The only other chip we saw was a Sharp LH5116-15, which is a 2K (16Kbit) static RAM chip. It has a manufacture date of 33rd week 1988.

There is precedent for subsuming multiple functions into a single chip; it makes manufacture cheaper (and these things are all about cheap). Many of the small Pocket Computers used similar all-in-one chips that contained the CPU, LCD driver, I/O, mask ROM and RAM. Armed with this information, we can comfortably conjecture that there are two in the Laser 50 because it has a 16 character display, so they must each run one half, and the Type-right just has one because it only has eight characters. Likely the only difference between the T7812 and T7813 are the contents of the mask ROM.

That just leaves what the CPU is. The Laser 50 does not have any facility for directly writing machine code programs, and we can't get into its ROM/ROMs (though if I wanted to wreck my wife's precious toy and be doomed to sleep outside forever I might be able to get the ROM out of it), but there are other Toshiba T-chips serving as CPUs in other machines. The ones I could find after a few hours of Googling include:

  • T7775 (MSX). This contains a Toshiba Z80 clone CPU with Intel i8255 PPI clone I/O and clock-bus-mapper-glue, with separate VDP (video), PSG (sound), ROM and RAM. It only appeared in four systems and they all dated from 1985.
  • T7826. This turns up in another cheap-as VTech device, the Whiz Kid. This unit has a copyright date of 1984. It seems even more deprived than the units here, but later, related-in-name-only toys in this series were more functional and some even had speech synthesis.
  • T7937 and T7937A (MSX-Engine v1). This also contains a Z80 clone CPU (the TMP84C00A), plus other notionally discrete peripheral T-chips on die, namely the Toshiba T7766A (PSG clone) and Toshiba T6950B (VDP clone). It also carries a TMP82C55A (8255 PPI clone) and clock-bus-mapper-glue, but uses separate RAM and ROM.
  • T9763, T9769 and T9769A,B,C (MSX-Engine v2). These are upgraded versions of the T7937 series with MSX 2/2+ capability, but are otherwise the same, and also use separate RAM and ROM.
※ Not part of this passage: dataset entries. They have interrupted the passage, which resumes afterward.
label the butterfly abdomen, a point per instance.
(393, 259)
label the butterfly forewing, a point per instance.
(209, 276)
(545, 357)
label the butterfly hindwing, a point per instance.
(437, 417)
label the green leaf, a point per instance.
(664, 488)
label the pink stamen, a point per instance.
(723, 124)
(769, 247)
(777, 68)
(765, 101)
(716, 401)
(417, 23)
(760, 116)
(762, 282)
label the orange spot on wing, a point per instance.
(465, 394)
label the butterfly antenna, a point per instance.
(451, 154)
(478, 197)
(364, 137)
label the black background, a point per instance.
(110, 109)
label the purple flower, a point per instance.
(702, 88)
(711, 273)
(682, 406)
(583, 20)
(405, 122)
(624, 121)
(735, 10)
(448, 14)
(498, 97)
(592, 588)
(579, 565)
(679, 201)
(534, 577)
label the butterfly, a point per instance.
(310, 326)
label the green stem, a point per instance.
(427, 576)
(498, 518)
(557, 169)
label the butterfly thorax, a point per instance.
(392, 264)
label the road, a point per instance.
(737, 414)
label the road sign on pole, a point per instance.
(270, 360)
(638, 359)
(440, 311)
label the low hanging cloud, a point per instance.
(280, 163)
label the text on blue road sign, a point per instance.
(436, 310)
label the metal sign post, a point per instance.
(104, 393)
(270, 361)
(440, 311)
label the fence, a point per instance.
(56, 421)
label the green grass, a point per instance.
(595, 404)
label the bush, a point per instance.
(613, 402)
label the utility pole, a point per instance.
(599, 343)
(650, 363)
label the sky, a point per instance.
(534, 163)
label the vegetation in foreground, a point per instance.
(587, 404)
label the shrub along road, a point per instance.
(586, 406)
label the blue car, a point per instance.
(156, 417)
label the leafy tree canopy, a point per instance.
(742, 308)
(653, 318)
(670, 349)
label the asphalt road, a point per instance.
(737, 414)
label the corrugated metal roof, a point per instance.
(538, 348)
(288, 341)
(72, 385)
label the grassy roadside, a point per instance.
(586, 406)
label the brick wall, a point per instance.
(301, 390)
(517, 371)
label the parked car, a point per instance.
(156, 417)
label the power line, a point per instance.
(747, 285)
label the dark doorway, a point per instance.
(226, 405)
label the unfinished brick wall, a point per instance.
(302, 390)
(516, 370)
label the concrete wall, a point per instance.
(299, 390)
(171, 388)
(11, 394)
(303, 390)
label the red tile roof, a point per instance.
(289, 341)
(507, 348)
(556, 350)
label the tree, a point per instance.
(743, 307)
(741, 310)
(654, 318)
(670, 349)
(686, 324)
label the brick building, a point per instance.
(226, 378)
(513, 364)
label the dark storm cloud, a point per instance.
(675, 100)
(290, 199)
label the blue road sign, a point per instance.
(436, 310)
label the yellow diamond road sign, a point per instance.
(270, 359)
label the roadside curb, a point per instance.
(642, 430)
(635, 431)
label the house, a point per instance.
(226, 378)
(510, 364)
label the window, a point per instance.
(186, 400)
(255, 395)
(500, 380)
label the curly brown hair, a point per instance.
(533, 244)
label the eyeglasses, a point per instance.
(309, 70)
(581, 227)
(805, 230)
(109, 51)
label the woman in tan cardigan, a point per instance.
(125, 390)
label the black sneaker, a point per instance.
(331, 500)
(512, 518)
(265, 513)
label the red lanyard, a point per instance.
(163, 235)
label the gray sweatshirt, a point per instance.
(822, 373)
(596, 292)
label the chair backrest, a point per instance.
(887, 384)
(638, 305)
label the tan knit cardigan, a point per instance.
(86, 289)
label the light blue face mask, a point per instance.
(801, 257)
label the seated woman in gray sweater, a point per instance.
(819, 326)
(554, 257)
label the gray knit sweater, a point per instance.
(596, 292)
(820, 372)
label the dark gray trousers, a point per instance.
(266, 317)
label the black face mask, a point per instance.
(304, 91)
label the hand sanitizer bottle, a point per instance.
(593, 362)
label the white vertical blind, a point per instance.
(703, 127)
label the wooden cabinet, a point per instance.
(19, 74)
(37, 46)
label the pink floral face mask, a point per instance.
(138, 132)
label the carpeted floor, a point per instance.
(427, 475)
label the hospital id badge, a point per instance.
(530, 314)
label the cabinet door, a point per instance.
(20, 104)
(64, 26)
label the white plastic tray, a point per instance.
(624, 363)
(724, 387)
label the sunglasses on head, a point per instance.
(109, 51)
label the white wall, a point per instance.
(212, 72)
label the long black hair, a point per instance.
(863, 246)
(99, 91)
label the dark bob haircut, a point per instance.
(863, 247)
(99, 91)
By 1988, VTech seems to have abandoned the Toshiba T-chips and used a discrete and genuine Zilog Z80 in its PreComputer 1000. With this in mind, while we don't know what was in the T7826, all the other CPU-like T-chips I could find incorporate Z80s and VTech kept using the Z80 even after they stopped using T-chips, so these systems are probably Z80-based too.

Last but not least, which came first, the chicken Type-right or the Laser 50? Given the tendency of cost-reduced designs to be follow-ons, and that T-chip numbers appear to be more or less sequential, the Type-right appears to have been a cost-reduced design based on the Laser 50. And, well, probably a better design as well. After all, hers still works.